Question: Do patients with clinically better-classified variants (ACMG/Clinvar) have higher priorization ranks?

In [None]:
# Construction de avg_rank par patient (déjà utilisée avant)
rank_eval = (
    run_df[run_df["report_found"] & (~run_df["report_read_error"])]
    .groupby("ID_PAT_ETUDE")["rank"]
    .mean()   # ou .min() si tu veux le meilleur rang
    .reset_index(name="avg_rank")
)

# Jointure avec les métadonnées cliniques (une ligne par patient)
patient_meta = (
    run_df.drop_duplicates(subset=["ID_PAT_ETUDE"])
    [["ID_PAT_ETUDE", "acmg_classification", "clinvar_classification"]]
)

rank_by_patient = rank_eval.merge(patient_meta, on="ID_PAT_ETUDE", how="left")
rank_by_patient.head()


#### 1.2 Rank by ACMG - distribution (boxplot)

In [None]:
fig, ax = plt.subplots()

categories = sorted(rank_by_patient["acmg_classification"].dropna().unique())
data = [
    rank_by_patient.loc[rank_by_patient["acmg_classification"] == cat, "avg_rank"].dropna()
    for cat in categories
]

ax.boxplot(data, labels=categories, showfliers=True)
ax.set_title("Distribution des rangs moyens par classification ACMG")
ax.set_xlabel("Classification ACMG")
ax.set_ylabel("Rang moyen du gène causal")
ax.invert_yaxis()  # rang 1 en haut
plt.xticks(rotation=45, ha="right")
plt.tight_layout()

plt.savefig(os.path.join(OUTPUT_DIR, "box_acmg_rank.png"), dpi=300)
plt.close(fig)


#### 1.3 Summary

In [None]:
rank_acmg_summary = (
    rank_by_patient
    .groupby("acmg_classification")
    .agg(
        n_patients=("ID_PAT_ETUDE", "nunique"),
        mean_rank=("avg_rank", "mean"),
        median_rank=("avg_rank", "median"),
    )
    .sort_values("median_rank")
)

rank_acmg_summary

## Rank by causal gene

#### 2.1 Principle and data preparation

In [None]:
gene_rank = (
    run_df[run_df["report_found"] & (~run_df["report_read_error"])]
    .groupby(["gene_symbol", "ID_PAT_ETUDE"])["rank"]
    .mean()
    .reset_index()
    .groupby("gene_symbol")
    .agg(
        n_patients=("ID_PAT_ETUDE", "nunique"),
        mean_rank=("rank", "mean"),
        median_rank=("rank", "median"),
    )
    .reset_index()
)

# On filtre pour éviter les gènes vus une seule fois (optionnel mais recommandé)
gene_rank_filtered = gene_rank[gene_rank["n_patients"] >= 2]

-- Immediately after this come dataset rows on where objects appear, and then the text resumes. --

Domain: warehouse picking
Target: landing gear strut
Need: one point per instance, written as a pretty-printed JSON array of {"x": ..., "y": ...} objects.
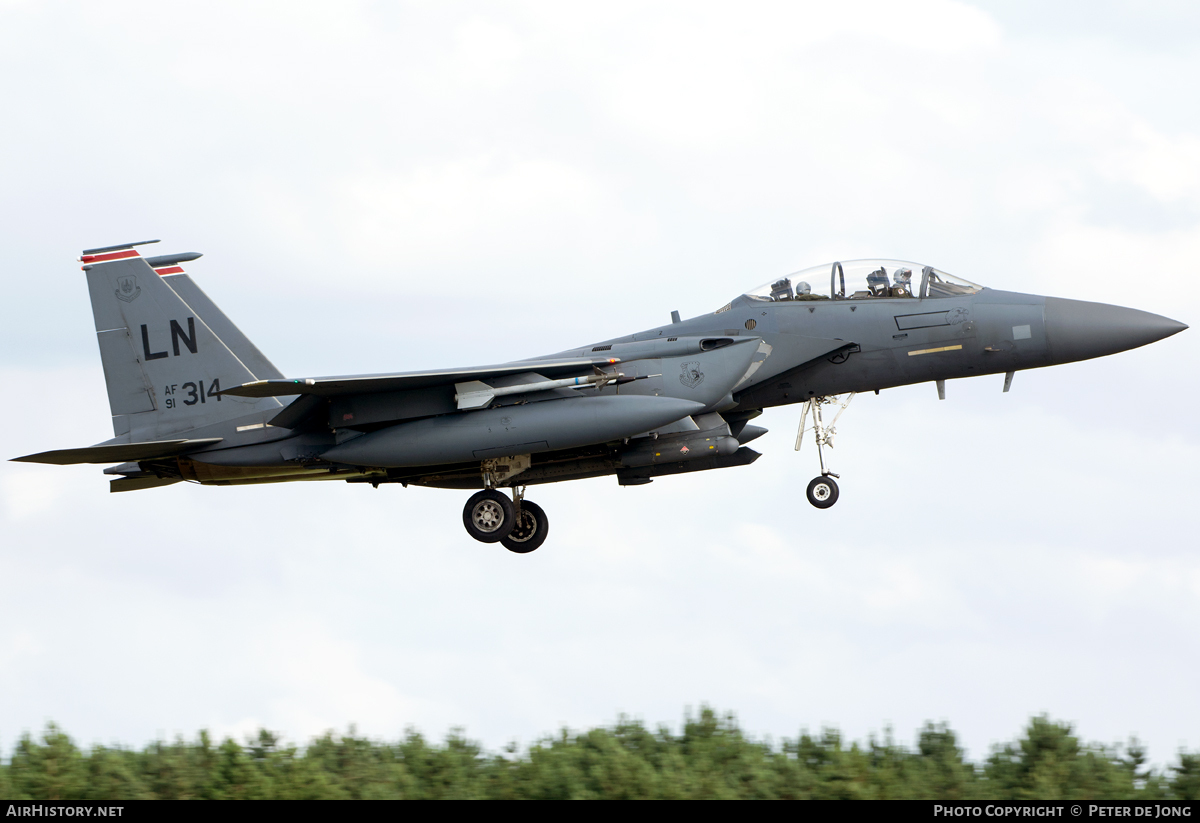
[
  {"x": 517, "y": 524},
  {"x": 822, "y": 492}
]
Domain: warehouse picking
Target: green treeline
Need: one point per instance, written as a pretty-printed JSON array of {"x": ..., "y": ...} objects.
[{"x": 711, "y": 758}]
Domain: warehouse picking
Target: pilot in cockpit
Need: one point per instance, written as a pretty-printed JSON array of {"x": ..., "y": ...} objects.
[{"x": 877, "y": 282}]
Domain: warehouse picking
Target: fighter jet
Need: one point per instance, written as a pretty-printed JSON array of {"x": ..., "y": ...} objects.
[{"x": 193, "y": 400}]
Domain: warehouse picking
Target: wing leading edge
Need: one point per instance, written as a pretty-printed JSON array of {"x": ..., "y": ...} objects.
[{"x": 335, "y": 386}]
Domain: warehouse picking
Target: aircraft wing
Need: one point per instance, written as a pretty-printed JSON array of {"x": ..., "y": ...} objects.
[
  {"x": 118, "y": 452},
  {"x": 334, "y": 386}
]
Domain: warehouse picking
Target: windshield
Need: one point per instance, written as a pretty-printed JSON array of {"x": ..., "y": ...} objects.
[{"x": 863, "y": 280}]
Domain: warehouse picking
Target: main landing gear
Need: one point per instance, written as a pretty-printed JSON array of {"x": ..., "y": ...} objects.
[
  {"x": 517, "y": 524},
  {"x": 822, "y": 492}
]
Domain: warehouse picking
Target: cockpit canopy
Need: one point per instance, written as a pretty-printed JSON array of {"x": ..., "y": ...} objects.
[{"x": 864, "y": 280}]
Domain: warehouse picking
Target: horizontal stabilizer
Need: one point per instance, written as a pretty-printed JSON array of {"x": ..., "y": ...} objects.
[
  {"x": 118, "y": 452},
  {"x": 138, "y": 484},
  {"x": 333, "y": 386}
]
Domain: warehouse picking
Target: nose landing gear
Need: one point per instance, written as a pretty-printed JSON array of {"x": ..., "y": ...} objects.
[
  {"x": 823, "y": 491},
  {"x": 517, "y": 524},
  {"x": 489, "y": 516}
]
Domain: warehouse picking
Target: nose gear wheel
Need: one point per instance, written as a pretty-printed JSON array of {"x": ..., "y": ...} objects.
[
  {"x": 489, "y": 516},
  {"x": 529, "y": 532},
  {"x": 822, "y": 492}
]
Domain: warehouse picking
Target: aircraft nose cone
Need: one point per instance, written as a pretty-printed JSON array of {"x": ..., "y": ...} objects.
[{"x": 1079, "y": 330}]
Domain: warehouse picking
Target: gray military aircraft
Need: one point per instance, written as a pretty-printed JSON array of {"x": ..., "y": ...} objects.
[{"x": 192, "y": 398}]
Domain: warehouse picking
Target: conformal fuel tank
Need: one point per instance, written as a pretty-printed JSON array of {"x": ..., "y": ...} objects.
[{"x": 511, "y": 430}]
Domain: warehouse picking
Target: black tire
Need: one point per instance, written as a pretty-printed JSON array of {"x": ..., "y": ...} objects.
[
  {"x": 531, "y": 530},
  {"x": 489, "y": 516},
  {"x": 822, "y": 492}
]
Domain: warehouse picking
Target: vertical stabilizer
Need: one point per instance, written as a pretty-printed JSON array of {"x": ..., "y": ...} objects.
[{"x": 163, "y": 364}]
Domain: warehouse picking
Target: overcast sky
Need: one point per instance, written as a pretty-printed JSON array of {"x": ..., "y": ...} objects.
[{"x": 400, "y": 186}]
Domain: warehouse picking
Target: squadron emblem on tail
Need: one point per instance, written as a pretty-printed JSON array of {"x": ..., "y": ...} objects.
[
  {"x": 127, "y": 288},
  {"x": 690, "y": 374}
]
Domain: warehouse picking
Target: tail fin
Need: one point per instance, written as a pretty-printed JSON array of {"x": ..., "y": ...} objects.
[{"x": 163, "y": 364}]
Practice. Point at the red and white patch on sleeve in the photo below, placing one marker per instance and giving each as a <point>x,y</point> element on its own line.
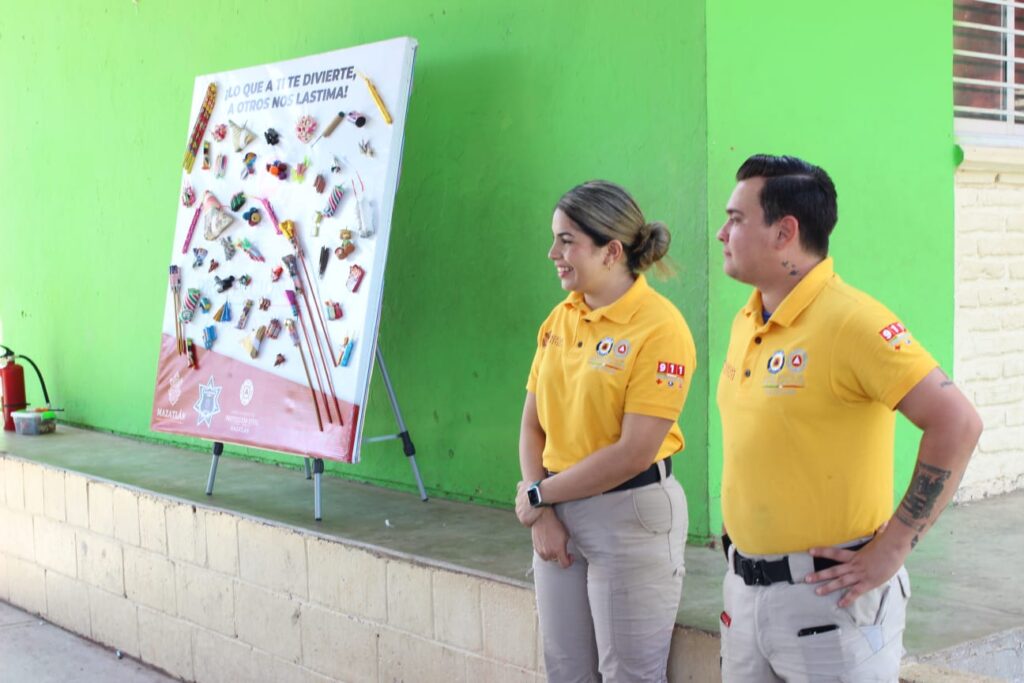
<point>896,335</point>
<point>670,373</point>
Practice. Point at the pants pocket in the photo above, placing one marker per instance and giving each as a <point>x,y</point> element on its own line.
<point>653,509</point>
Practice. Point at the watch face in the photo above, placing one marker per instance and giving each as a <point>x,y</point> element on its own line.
<point>534,495</point>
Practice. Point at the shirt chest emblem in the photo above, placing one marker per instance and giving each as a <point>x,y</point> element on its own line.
<point>609,355</point>
<point>785,372</point>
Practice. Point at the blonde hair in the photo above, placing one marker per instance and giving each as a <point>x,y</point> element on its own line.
<point>605,211</point>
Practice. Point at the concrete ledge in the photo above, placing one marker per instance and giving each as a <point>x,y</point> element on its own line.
<point>227,591</point>
<point>442,582</point>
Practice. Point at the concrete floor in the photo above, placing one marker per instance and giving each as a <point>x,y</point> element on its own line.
<point>965,572</point>
<point>34,650</point>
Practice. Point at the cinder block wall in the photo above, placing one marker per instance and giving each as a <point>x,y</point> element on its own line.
<point>208,595</point>
<point>989,313</point>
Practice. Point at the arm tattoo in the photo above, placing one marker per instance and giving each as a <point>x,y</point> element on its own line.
<point>926,486</point>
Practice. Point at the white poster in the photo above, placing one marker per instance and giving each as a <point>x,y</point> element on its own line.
<point>274,287</point>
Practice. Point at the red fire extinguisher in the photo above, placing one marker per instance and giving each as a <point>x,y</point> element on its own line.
<point>12,384</point>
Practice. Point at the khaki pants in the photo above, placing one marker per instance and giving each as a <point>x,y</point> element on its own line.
<point>609,616</point>
<point>762,642</point>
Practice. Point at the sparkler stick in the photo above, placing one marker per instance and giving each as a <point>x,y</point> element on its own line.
<point>290,324</point>
<point>320,313</point>
<point>192,229</point>
<point>377,98</point>
<point>294,303</point>
<point>291,231</point>
<point>200,128</point>
<point>175,280</point>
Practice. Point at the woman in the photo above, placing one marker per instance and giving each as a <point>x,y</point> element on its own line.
<point>608,520</point>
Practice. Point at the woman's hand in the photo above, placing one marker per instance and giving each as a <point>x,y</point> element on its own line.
<point>550,538</point>
<point>526,513</point>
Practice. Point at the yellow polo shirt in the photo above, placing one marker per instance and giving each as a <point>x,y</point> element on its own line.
<point>593,367</point>
<point>807,402</point>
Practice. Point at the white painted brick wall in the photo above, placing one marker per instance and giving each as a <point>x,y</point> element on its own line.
<point>989,318</point>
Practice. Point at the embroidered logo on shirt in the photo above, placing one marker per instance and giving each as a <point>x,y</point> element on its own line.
<point>785,373</point>
<point>553,340</point>
<point>897,335</point>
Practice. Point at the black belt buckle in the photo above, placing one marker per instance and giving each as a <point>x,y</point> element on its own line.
<point>752,571</point>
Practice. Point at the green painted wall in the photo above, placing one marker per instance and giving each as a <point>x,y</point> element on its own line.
<point>864,90</point>
<point>513,103</point>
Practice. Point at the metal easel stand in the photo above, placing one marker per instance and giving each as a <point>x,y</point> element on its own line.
<point>317,463</point>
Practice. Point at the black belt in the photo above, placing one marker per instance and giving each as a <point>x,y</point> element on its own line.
<point>649,475</point>
<point>766,572</point>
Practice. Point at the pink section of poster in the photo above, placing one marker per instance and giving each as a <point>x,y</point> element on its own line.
<point>236,402</point>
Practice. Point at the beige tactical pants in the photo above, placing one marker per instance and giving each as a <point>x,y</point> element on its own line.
<point>609,616</point>
<point>786,632</point>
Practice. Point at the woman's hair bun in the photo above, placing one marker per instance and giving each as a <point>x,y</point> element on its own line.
<point>650,246</point>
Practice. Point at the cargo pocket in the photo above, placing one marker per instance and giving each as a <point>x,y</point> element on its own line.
<point>904,583</point>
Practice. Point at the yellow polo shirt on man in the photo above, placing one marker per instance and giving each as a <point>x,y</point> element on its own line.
<point>807,402</point>
<point>593,366</point>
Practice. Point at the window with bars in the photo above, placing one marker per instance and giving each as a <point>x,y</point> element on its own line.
<point>988,67</point>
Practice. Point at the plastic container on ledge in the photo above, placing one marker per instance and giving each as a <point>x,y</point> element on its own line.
<point>32,423</point>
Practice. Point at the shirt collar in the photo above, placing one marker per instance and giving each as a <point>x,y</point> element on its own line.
<point>799,297</point>
<point>621,310</point>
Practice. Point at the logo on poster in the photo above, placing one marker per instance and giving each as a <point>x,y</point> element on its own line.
<point>246,392</point>
<point>207,406</point>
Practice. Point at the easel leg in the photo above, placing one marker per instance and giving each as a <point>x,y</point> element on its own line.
<point>317,473</point>
<point>218,449</point>
<point>407,440</point>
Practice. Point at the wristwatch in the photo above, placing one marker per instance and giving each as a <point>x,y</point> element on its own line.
<point>534,495</point>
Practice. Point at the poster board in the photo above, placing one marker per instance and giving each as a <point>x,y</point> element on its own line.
<point>333,166</point>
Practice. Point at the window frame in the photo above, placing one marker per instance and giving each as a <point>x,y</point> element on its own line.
<point>1001,133</point>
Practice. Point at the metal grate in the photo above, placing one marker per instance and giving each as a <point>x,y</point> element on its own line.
<point>988,66</point>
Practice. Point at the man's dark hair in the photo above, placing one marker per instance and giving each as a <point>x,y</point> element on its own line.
<point>794,187</point>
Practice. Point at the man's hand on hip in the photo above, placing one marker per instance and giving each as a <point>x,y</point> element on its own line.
<point>860,570</point>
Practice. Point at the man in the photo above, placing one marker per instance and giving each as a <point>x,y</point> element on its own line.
<point>816,586</point>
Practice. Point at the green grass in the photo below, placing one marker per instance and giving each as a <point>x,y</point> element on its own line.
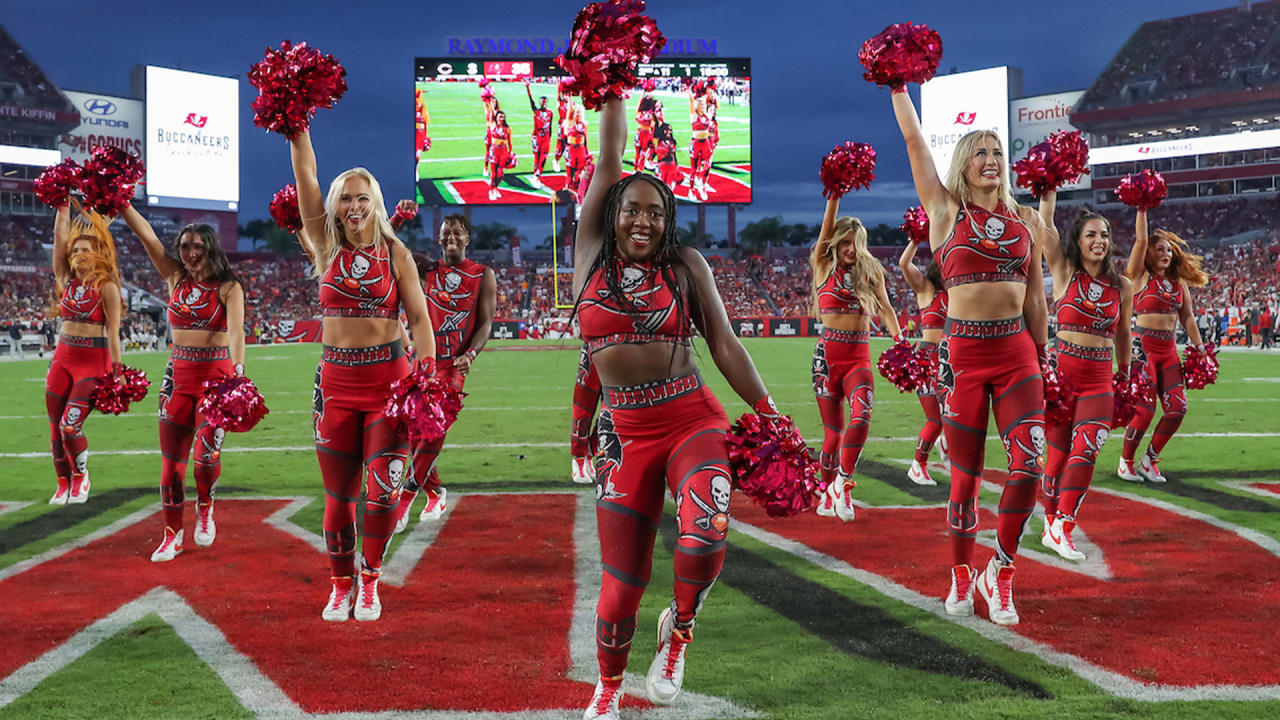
<point>746,652</point>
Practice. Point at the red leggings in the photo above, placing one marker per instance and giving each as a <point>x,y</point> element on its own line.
<point>182,424</point>
<point>73,374</point>
<point>929,402</point>
<point>842,373</point>
<point>352,434</point>
<point>653,437</point>
<point>586,396</point>
<point>991,364</point>
<point>1157,354</point>
<point>1073,447</point>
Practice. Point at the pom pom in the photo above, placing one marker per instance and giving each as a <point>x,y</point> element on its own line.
<point>771,464</point>
<point>55,185</point>
<point>108,180</point>
<point>915,224</point>
<point>114,395</point>
<point>425,406</point>
<point>900,54</point>
<point>233,404</point>
<point>607,41</point>
<point>292,83</point>
<point>1144,190</point>
<point>284,209</point>
<point>1048,165</point>
<point>848,167</point>
<point>1200,369</point>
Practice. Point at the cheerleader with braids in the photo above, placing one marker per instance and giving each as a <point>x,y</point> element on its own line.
<point>640,299</point>
<point>848,287</point>
<point>931,297</point>
<point>1161,272</point>
<point>88,345</point>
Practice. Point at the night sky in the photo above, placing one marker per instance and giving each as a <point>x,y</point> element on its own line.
<point>808,92</point>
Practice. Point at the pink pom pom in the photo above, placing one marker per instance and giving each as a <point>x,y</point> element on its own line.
<point>900,54</point>
<point>848,167</point>
<point>292,83</point>
<point>424,405</point>
<point>55,185</point>
<point>284,209</point>
<point>915,224</point>
<point>233,404</point>
<point>1144,190</point>
<point>771,464</point>
<point>607,42</point>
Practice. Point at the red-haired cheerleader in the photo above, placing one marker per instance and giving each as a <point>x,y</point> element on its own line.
<point>366,276</point>
<point>988,250</point>
<point>848,288</point>
<point>90,306</point>
<point>206,315</point>
<point>1161,272</point>
<point>639,300</point>
<point>1093,304</point>
<point>931,296</point>
<point>461,295</point>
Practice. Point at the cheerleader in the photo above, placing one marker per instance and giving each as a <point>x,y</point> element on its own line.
<point>1161,272</point>
<point>206,315</point>
<point>88,345</point>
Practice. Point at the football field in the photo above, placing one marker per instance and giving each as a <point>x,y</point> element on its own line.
<point>488,613</point>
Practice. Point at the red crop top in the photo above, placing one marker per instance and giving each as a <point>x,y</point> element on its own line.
<point>82,304</point>
<point>1089,305</point>
<point>1160,296</point>
<point>836,295</point>
<point>197,306</point>
<point>986,247</point>
<point>360,283</point>
<point>650,318</point>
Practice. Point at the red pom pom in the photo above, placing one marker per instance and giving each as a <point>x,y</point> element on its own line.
<point>233,404</point>
<point>425,406</point>
<point>900,54</point>
<point>292,83</point>
<point>848,167</point>
<point>284,209</point>
<point>915,224</point>
<point>1144,190</point>
<point>55,185</point>
<point>607,42</point>
<point>114,395</point>
<point>108,180</point>
<point>771,464</point>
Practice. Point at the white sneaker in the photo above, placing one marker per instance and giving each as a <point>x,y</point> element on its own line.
<point>205,528</point>
<point>338,609</point>
<point>435,505</point>
<point>919,474</point>
<point>667,671</point>
<point>170,547</point>
<point>604,702</point>
<point>996,584</point>
<point>960,596</point>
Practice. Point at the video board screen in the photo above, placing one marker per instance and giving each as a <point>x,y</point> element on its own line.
<point>498,131</point>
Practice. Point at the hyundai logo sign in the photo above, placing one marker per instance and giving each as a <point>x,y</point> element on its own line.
<point>100,106</point>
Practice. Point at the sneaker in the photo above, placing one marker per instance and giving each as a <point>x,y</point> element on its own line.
<point>205,528</point>
<point>960,596</point>
<point>919,474</point>
<point>604,702</point>
<point>369,606</point>
<point>338,607</point>
<point>170,546</point>
<point>996,584</point>
<point>1127,473</point>
<point>667,670</point>
<point>437,500</point>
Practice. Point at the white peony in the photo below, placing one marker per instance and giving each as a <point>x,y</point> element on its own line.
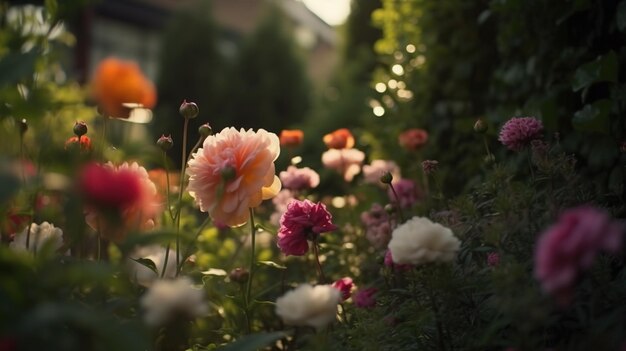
<point>145,276</point>
<point>41,235</point>
<point>420,241</point>
<point>169,299</point>
<point>307,305</point>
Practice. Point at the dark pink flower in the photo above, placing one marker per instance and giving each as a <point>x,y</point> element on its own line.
<point>407,192</point>
<point>365,298</point>
<point>344,285</point>
<point>518,132</point>
<point>571,245</point>
<point>303,220</point>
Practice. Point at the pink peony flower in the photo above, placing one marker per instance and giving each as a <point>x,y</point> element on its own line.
<point>365,298</point>
<point>124,191</point>
<point>396,266</point>
<point>377,168</point>
<point>345,161</point>
<point>407,192</point>
<point>571,245</point>
<point>518,132</point>
<point>378,226</point>
<point>304,220</point>
<point>295,178</point>
<point>232,172</point>
<point>344,285</point>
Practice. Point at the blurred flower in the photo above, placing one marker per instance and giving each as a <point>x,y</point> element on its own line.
<point>413,139</point>
<point>493,259</point>
<point>376,169</point>
<point>41,235</point>
<point>571,245</point>
<point>345,161</point>
<point>378,226</point>
<point>233,172</point>
<point>119,199</point>
<point>339,139</point>
<point>365,298</point>
<point>295,178</point>
<point>399,267</point>
<point>314,306</point>
<point>344,285</point>
<point>168,300</point>
<point>419,241</point>
<point>117,82</point>
<point>280,201</point>
<point>72,143</point>
<point>303,220</point>
<point>407,192</point>
<point>145,276</point>
<point>430,166</point>
<point>291,137</point>
<point>518,132</point>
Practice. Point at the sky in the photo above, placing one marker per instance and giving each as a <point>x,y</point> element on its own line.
<point>334,12</point>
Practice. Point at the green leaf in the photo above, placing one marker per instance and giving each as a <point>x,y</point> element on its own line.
<point>147,263</point>
<point>594,117</point>
<point>602,69</point>
<point>253,342</point>
<point>271,264</point>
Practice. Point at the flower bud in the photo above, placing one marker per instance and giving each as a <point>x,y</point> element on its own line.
<point>165,142</point>
<point>386,178</point>
<point>80,128</point>
<point>205,130</point>
<point>23,126</point>
<point>189,110</point>
<point>239,275</point>
<point>480,126</point>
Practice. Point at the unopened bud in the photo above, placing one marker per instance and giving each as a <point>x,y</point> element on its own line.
<point>189,110</point>
<point>480,126</point>
<point>239,275</point>
<point>80,128</point>
<point>205,130</point>
<point>165,142</point>
<point>386,178</point>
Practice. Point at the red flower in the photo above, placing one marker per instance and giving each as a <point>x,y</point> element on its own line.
<point>413,139</point>
<point>339,139</point>
<point>302,221</point>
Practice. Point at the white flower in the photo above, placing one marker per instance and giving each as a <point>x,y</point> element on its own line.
<point>307,305</point>
<point>167,299</point>
<point>145,276</point>
<point>419,241</point>
<point>44,234</point>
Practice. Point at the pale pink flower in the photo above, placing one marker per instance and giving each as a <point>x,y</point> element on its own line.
<point>571,245</point>
<point>233,172</point>
<point>345,161</point>
<point>139,214</point>
<point>518,132</point>
<point>295,178</point>
<point>303,220</point>
<point>373,171</point>
<point>344,285</point>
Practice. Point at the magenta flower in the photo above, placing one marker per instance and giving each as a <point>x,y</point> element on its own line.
<point>344,285</point>
<point>571,245</point>
<point>518,132</point>
<point>303,220</point>
<point>295,178</point>
<point>365,298</point>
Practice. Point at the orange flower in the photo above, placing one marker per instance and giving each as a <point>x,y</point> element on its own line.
<point>117,82</point>
<point>232,172</point>
<point>291,137</point>
<point>339,139</point>
<point>413,139</point>
<point>85,143</point>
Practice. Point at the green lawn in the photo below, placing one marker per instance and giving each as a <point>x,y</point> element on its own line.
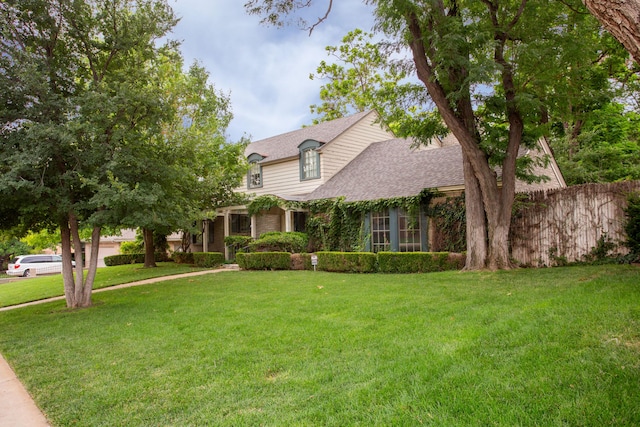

gene_rank_filtered.sort_values("mean_rank").head()

#### 2.3 Mean rank by gene barplot

In [None]:
fig, ax = plt.subplots()

# facteur d’échelle pour la taille des points (à ajuster visuellement)
sizes = gene_rank_filtered["n_patients"] * 20  

ax.scatter(
    gene_rank_filtered["mean_rank"],
    gene_rank_filtered["gene_symbol"],
    s=sizes
)

ax.set_title("Rang moyen par gène causal (taille = nombre de patients)")
ax.set_xlabel("Rang moyen du gène causal")
ax.set_ylabel("Gène")
ax.invert_xaxis()  # comme autorange="reversed"
plt.tight_layout()

plt.savefig(os.path.join(OUTPUT_DIR, "mean_rank_by_gene.png"), dpi=300)
plt.close(fig)


## Are genes with ClinVar consensus better prioritized?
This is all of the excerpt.